Diesmal haben sich durch die Verordnung zur Änderung der Betäubungsmittel-Verschreibungsverordnung und der Tierärztegebührenordnung vom 15.03.2023 einige durchgreifende Änderungen im Bereich des medizinischen Umgangs mit Betäubungsmitteln ergeben.
So sind zunächst die bisherigen Verschreibungs-Höchstmengen für Ärzte, Zahn- und Tierärzte in §§ 2-4 BtMVV ersatzlos weggefallen. Weggefallen ist damit neben der Kennzeichnungspflicht für eine begründete Höchstmengenüberschreitung (der Kennbuchstabe “A”) auch die Strafbarkeit einer unbegründeten Überschreitung der Höchstmengen. Meine Kommentierung von § 13 Abs. 1 BtMG habe ich entsprechend überarbeitet, die Verweise angepasst und Rn. 28a (die sich mit der Überschreitung der Höchstmengen befasste) gestrichen.
Zum anderen haben sich Änderungen im Bereich der Substitution durch Verstetigung einiger Sonderregelungen aus der Zeit der Corona-Pandemie ergeben. Dies betrifft zunächst die “Take-Home”-Verordnungen. Bislang war ein Kurz-Verschreibung für die Überbrückung von Wochenenden und Feiertagen (Kennbuchstabe “Z”) für bis zu zwei Tagen oder für eine Kette von Wochenenden/Feiertagen bis zu fünf Tagen zulässig, ansonsten - unter entsprechenden Voraussetzungen - die normale “Take-Home-Verschreibung” (Kennbuchstabe “T”) für bis zu sieben Tage, in begründeten Einzelfällen auch für bis zu 30 Tage. Nunmehr gilt, dass (unter den entsprechenden, unveränderten Voraussetzungen) generell eine Verschreibung für bis zu sieben Tage möglich ist, ohne Bindung an Wochenenden und Feiertage. Der Kennbuchstabe “Z” entfällt damit. Zudem erfordert die “Take-Home”-Verschreibung nicht mehr zwingend einen persönlichen Patientenkontakt; vielmehr genügt ein Kontakt binnen 30 Tagen, ansonsten kann auch eine telemedizinische Konsultation (Videosprechstunde) erfolgen. Letztlich wurde die Liste der Institutionen, in denen die Vergabe des Substitutionsmittel durch eingewiesenes Assistenzpersonal zulässig ist, um die Justizvollzugsanstalten erweitert.

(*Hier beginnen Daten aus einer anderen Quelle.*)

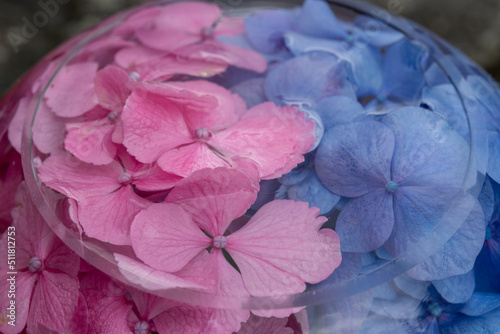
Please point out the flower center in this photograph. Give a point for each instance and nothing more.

In meiner Kommentierung von § 13 Abs. 1 BtMG habe die Verweise auf § 5 BtMVV entsprechend angepasst und die Ausführungen zur “Take-home”-Verschreibung in Rn. 35 aktualisiert.
Die nächste (20.) Edition des Onlinekommentars wird voraussichtlich im September/Oktober 2023 erscheinen. Gerne nehme ich auch weiterhin Kommentare, Ergänzungen und Hinweise auf weitere Verbesserungsmöglichkeiten entgegen.

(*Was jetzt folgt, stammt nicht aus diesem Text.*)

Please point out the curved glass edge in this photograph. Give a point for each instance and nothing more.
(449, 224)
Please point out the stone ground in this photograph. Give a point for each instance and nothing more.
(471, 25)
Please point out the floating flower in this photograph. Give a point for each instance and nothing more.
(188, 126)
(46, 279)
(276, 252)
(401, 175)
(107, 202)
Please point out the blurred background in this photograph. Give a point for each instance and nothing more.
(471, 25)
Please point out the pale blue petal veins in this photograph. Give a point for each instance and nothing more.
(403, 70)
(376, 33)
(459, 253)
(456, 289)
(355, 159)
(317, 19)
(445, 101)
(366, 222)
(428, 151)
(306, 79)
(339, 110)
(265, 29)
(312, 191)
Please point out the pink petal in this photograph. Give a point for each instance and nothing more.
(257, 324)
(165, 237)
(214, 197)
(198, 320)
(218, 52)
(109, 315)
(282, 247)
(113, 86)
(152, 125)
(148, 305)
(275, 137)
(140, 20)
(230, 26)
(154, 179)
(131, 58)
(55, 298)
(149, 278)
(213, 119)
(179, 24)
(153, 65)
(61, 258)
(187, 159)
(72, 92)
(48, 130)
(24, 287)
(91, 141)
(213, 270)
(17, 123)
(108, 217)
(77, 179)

Vermutlich werden sich bis dahin bereits weitere Veränderungen durch das Arzneimittel-Lieferengpassbekämpfungs- und Versorgungsverbesserungsgesetz (ALBVVG) ergeben haben, in das - im Omnibusverfahren - u.a. Änderungen zur Verabreichung von Betäubungsmitteln im Rettungsdienst durch Notfallsanitäter aufgenommen wurden.
§ 13 BtMG soll einen neuen Absatz 1b mit folgendem Wortlaut erhalten:
(1b) Abweichend von Absatz 1 dürfen die in Anlage III bezeichneten Betäubungsmittel durch Notfallsanitäter im Sinne des Notfallsanitätergesetzes ohne vorherige ärztliche Anordnung im Rahmen einer heilkundlichen Maßnahme verabreicht werden, wenn diese nach standardisierten ärztlichen Vorgaben handeln, ein Eintreffen eines Arztes nicht abgewartet werden kann und die Verabreichung zur Abwendung von Gefahren für die Gesundheit oder zur Beseitigung oder Linderung erheblicher Beschwerden erforderlich ist.
Die standardisierten ärztlichen Vorgaben müssen
1. den handelnden Notfallsanitätern in Textform vorliegen,
2. Regelungen zu Art und Weise der Verabreichung enthalten und
3. Festlegungen darüber treffen, in welchen Fällen das Eintreffen eines Arztes nicht abgewartet werden kann.
Entsprechende Folgeänderungen ergeben sich in § 29 Abs. 1 BtMG, wo Verstöße gegen die neue Norm - vorsätzlich wie fahrlässig - mit Strafe bedroht werden, in § 6 BtMVV zur Regelung der Verbrauchsdokumentation durch Notfallsanitäter und (klarstellend) in §§ 2a, 4 NotSanG. Mit dieser Regelung werden bestehende Modellprojekte in verschiedenen Bundesländern legalisiert.
Außerdem soll das “Drug-Checking” in einem neuen § 10b BtMG geregelt und das Verbot des “Drug-Checkings” und der aktiven Konsumhilfe in Drogenkonsumräumen durch Streichung von § 10a Abs. 4 BtMG aufgehoben werden.